SURABAYA – Program Bantuan Subsidi Upah (BSU) bagi para karyawan/pekerja yang terdaftar di BPJS Ketenagakerjaan (BPJAMSOSTEK) telah dicairkan secara bertahap.
Sebanyak 560.670 tenaga kerja Jatim dari total 1,7 juta tenaga kerja peserta BPJS Keternagakerjaan telah mendapatkan BSU. Terdiri dari tahap 1 sebanyak 122.379 tenaga kerja, dan tahap 2 sebanyak 428.291 tenaga kerja.
Pada tahap 2 ini, Gubernur Jatim Khofifah Indar Parawansa menyerahkan secara simbolis BSU kepada perwakilan pekerja di Gedung Negara Grahadi Surabaya, Selasa (8/9/2020). Acara ini disaksikan secara virtual oleh Kadisnakertrans Jatim, Himawan Estu Bagijo dari 38 kab/kota se-Jatim.
Program BSU ini diberikan secara bertahap. Bantuan sebesar Rp 600 ribu per bulan ini diberikan selama 4 bulan dengan total Rp 2,4 juta, dan dicairkan dalam 2 tahap pencairan masing-masing Rp 1,2 juta.
Total jumlah target calon penerima BSU ini sebanyak 15,7 juta peserta seluruh Indonesia, yang disalurkan melalui Himpungan Bank Milik Negara (HIMBARA).
Usai menyerahkan BSU secara simbolis, Khofifah mengatakan, pemberian BSU ini sebagai bentuk komitmen pemerintah membantu para pekerja yang terdampak Covid-19. Juga peserta BPJS Ketenagakerjaan yang tertib administrasi atau rutin membayar iuran sampai Juni.
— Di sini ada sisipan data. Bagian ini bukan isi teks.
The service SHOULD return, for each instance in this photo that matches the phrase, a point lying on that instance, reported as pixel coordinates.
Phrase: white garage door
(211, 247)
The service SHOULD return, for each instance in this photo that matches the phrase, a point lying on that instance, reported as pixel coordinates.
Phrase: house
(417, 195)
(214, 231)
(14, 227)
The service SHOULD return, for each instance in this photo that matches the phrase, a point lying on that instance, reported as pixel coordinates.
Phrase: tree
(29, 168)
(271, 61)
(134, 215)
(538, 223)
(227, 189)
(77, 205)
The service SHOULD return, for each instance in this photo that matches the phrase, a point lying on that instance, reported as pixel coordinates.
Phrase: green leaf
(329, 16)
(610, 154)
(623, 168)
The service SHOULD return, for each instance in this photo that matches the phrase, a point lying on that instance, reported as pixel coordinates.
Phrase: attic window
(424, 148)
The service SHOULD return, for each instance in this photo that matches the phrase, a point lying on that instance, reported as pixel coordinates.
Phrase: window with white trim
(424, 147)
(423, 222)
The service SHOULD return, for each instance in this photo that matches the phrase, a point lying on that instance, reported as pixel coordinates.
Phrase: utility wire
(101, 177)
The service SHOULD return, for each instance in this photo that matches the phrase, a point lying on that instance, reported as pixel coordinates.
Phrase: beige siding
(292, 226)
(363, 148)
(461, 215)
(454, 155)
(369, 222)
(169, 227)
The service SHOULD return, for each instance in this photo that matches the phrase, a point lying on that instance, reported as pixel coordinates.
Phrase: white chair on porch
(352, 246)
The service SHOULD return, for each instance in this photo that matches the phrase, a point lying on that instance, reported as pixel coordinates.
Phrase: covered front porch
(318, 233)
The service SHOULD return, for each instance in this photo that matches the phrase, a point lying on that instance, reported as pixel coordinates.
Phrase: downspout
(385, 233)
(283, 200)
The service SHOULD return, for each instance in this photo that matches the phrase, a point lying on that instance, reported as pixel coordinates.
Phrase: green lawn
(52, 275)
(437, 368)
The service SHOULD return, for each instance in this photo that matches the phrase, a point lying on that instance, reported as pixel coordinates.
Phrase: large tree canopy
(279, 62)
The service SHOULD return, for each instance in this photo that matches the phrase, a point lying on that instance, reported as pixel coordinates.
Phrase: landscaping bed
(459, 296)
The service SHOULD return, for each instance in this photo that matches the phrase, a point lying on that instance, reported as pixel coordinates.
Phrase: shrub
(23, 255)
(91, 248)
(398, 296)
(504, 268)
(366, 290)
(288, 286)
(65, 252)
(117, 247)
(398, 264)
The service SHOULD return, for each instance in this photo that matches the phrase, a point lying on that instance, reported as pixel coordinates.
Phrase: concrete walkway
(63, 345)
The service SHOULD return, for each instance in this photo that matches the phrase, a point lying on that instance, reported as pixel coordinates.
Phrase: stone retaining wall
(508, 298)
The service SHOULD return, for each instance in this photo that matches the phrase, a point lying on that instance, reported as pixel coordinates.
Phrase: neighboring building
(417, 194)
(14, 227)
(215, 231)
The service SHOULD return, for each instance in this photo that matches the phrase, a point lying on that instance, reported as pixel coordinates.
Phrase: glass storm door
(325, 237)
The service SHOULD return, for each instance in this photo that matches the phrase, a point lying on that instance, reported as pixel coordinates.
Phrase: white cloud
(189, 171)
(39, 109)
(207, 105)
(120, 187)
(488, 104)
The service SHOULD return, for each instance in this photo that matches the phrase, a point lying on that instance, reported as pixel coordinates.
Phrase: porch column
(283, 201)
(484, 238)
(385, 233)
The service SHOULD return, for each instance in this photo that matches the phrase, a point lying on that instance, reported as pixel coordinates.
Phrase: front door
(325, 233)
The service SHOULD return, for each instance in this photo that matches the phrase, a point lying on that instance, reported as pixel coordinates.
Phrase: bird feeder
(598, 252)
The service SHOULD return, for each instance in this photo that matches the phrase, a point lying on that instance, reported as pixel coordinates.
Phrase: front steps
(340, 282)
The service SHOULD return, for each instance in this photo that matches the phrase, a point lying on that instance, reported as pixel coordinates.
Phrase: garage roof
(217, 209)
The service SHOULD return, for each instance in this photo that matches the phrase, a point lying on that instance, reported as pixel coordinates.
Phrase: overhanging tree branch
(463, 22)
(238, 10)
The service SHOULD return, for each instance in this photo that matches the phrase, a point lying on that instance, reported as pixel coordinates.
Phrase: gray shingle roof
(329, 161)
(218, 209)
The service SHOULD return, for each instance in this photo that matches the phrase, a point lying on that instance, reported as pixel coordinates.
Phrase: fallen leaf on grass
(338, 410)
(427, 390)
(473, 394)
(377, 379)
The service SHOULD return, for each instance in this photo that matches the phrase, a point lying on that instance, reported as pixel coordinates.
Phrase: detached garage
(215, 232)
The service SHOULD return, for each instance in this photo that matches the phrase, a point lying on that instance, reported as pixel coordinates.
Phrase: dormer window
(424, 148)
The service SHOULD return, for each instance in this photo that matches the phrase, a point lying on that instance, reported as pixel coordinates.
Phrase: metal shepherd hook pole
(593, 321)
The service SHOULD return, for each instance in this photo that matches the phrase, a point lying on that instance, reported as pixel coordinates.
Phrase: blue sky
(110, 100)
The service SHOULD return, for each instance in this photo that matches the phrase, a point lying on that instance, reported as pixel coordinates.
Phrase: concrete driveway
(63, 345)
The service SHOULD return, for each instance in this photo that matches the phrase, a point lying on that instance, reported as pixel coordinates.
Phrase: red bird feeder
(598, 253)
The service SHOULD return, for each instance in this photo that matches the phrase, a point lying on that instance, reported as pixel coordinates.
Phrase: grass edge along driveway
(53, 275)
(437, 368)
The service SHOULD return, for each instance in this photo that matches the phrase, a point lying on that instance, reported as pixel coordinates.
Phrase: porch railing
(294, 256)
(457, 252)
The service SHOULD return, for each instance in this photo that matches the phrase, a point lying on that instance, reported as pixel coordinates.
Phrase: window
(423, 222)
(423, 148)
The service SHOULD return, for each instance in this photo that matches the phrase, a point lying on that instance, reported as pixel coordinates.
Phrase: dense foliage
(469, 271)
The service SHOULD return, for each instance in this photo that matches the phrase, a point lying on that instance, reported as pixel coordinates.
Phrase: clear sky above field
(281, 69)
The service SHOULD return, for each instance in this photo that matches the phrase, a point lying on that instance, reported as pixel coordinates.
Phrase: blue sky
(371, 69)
“Harapan kami, BSU ini mampu menjaga dan meningkatkan daya beli pekerja dan mendongkrak konsumsi. Sehingga menimbulkan multiplier effect pada pertumbuhan ekonomi, terutama di masa pandemi. Juga untuk penguatan ketahanan kesehatan masyarakat, baik di lingkungan atau keluarganya. Misalnya penguatan gizi bagi keluarga para pekerja, sehingga memperkuat imunitas atau daya tahan tubuh,” kata Khofifah, Selasa (8/9/2020).
BSU ini, lanjutnya, sengaja diberikan di saat pandemi agar pekerja bisa menyiapkan makanan yang bergizi untuk menjaga imunitas tubuh mereka dan keluarganya. Serta pola hidup bersih dan sehat, sehingga bisa melindungi diri dan lingkungan sekitar dari Covid-19. Apalagi, pandemi ini masih belum diketahui kapan berakhir.
Dalam kegiatan itu, Khofifah juga menyerahkan penghargaan jaminan sosial ketenagakerjaan ‘Paritrana Award 2019’ untuk kategori perusahaan besar. Dimana juara I diraih PT Pelabuhan Indonesia III (Persero). Sedangkan kategori usaha kecil mikro diraih CV. Mahera dari Kab. Tuban.
Anugerah Paritrana Award 2019 adalah apresiasi kepada pemerintah daerah dan para pelaku usaha yang berkomitmen serta mendukung pelaksanaan jaminan sosial ketenagakerjaan.
Sementara itu, Deputi Direktur Wilayah BPJAMSOSTEK Jatim, Dodo Suharto mengatakan, penyerahan BSU berikutnya akan segera dilakukan secara bertahap, hingga seluruh rekening pekerja yang telah tervalidasi bisa menerima haknya.
Untuk itu Dodo terus mengimbau kepada perusahaan agar segera menyerahkan data terkini para pekerja yang mencakup norek aktif atas nama pekerja. Juga dengan norek yang tidak valid, pihaknya akan mengembalikan kepada perusahaan untuk dikonfirmasi kembali kepada pekerjanya, sehingga bisa dilakukan validasi ulang.
“Terkait proses validasi yang cukup detail ini, kami minta kepada perusahaan untuk menyegerakan, baik yang belum mengirimkan maupun yang melakukan konfirmasi ulang, agar mengirimkan paling lambat 15 September 2020,” pesan Dodo.
Sedangkan Kepala BPJAMSOSTEK Surabaya Tanjung Perak, Galuh Santi Utari menambahkan, Pelindo III adalah salah satu perusahan platinum peserta BPJAMSOSTEK Surabaya Tanjung Perak.
“Kami berharap, dengan terpilihnya menjadi juara 1 semakin meningkatkan kinerja dari Pelindo III dan menjadikan mandatory untuk semua rekanan maupun proyek yang ada di Pelindo III untuk didaftarkan di BPJS Ketenagakerjaan Surabaya Tanjung Perak,” pungkasnya.